Pero Sánchez Ferlosio tiene razón: la causa de las guerras es la existencia de las armas. Importa poco saber qué furor, qué insania es capaz de lanzar una sobre Hiroshima; importa más saber qué cálculo ha llevado a producirlas por millares, a repartirlas por todo el planeta, a inducir activamente a los hombres al "imperativo de actualidad". Aquí la Humanidad sólo existe en cuanto marco máximo de la destrucción virtual; es el nombre de una antigua especie que desapareció en el tercer milenio. Nada pinta. Hace cuatro siglos el capitalismo clavó su espuela en el costado del mundo y le obligó a rotar sobre su eje, a velocidad de pistón, para poner a desfilar todas sus potencias, cada vez más deprisa, en la rueda del mercado, donde hay que destruirlas sin parar. Este brutal pisotón al acelerador de un régimen de producción en el que renovación (y por lo tanto perfeccionamiento, investigación, progreso) y destrucción son inseparables, encuentra su emblema y su motor en la tecnología armamentística: motor porque mueve al año 900 mil millones de dólares; emblema porque las armas, mejor que ninguna otra mercancía, integran en una sola pieza acumulación, innovación y destrucción. Al alcance de la mano de Caín, la rapacidad capitalista ha puesto el poder de voltear todo el universo.

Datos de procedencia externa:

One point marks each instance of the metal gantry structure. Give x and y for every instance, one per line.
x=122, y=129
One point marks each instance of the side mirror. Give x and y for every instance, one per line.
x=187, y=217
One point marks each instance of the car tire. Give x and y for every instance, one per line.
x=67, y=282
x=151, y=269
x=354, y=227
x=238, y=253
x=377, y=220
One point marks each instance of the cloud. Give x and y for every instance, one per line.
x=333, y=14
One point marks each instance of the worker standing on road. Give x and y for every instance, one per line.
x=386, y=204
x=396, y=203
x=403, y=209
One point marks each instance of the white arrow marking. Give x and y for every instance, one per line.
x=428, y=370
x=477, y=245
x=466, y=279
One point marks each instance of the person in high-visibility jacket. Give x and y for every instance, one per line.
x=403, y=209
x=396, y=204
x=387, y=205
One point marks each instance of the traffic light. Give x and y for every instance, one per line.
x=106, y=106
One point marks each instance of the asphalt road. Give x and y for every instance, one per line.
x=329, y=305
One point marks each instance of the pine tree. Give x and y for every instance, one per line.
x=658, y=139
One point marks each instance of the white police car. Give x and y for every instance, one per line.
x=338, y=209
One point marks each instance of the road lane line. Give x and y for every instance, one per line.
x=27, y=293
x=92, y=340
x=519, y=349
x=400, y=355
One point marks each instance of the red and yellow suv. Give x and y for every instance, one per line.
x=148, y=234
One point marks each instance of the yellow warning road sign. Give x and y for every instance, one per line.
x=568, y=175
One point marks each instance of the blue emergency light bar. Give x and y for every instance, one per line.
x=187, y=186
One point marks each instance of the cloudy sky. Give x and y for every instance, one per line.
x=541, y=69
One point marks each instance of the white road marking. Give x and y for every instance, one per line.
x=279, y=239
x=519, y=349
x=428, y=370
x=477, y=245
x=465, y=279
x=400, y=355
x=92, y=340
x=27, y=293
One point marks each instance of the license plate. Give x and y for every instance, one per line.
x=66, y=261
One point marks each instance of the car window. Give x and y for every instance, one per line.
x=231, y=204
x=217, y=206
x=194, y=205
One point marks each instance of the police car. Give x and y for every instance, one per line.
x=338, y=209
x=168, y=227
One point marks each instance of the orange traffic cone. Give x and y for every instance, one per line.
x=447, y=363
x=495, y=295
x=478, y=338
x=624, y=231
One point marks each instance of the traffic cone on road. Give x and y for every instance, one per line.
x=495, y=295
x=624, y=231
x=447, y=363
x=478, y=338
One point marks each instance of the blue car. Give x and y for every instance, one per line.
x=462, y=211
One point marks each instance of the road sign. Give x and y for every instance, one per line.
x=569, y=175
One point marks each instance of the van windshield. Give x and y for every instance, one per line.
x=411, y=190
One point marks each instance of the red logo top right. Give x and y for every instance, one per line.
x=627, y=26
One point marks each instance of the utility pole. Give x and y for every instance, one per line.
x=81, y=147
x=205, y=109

Poco, me temo, se puede hacer. La razón ha chocado siempre contra los límites de la insensatez; la insensatez no tiene más límites que los de los propios medios de destrucción que le proporciona el contexto tecnológico de su época. La insensatez es mucho más antigua que el capitalismo; la técnica también. Suprimir el capitalismo, pues, no suprimirá la insensatez; suprimir el capitalismo tampoco suprimirá todo aquello que hemos aprendido técnicamente de él. El saber materializado en un misil ya no lo podemos olvidar. El hombre retrasado, antiguo, que progresa mucho más despacio que sus productos, no puede dejar de usarlo. Tampoco el uranio empobrecido ni el antrax ni la fisión nuclear. Sánchez Ferlosio tiene razón. Independientemente de quién y cómo las haya fabricado, la existencia misma de las armas es la causa de la destrucción. Aunque el día haya amanecido hoy también claro y el mismo árbol se yerga verde frente a la ventana, estamos metidos en un difícil, ominoso atolladero. EEUU ni puede reconstruir una política de disuasión que garantice el crecimiento de su industria armamentística al mismo tiempo que su seguridad interna ni puede tampoco matar a todo el mundo sin multiplicar el número de "insensatos" y aumentar, por tanto, los márgenes fuera de control. El capitalismo, que ha agravado el abismo entre la cultura y la técnica, que nos ha hecho retroceder culturalmente hasta las cavernas mientras nos hacía progresar tecnológicamente hasta las estrellas, está a punto de conducirnos a un punto de no retorno en el que la barbarie más primitiva -de un lado y de otro- se asocie a las técnicas más refinadas y los instrumentos más sublimes de destrucción; y una quijada atómica (o un sílex de sarín o una flecha de carbunco) acabe por revolver los mares con los continentes y el aire con el fuego.

"Soy sólo un conservador ontológico", escribía Anders, "que cree que hay que conservar primero el mundo para poder modificarlo". La alternativa, muy débil, es la justicia y la razón. Tampoco a ellas podemos olvidarlas. Pero, ¿cómo imponerlas?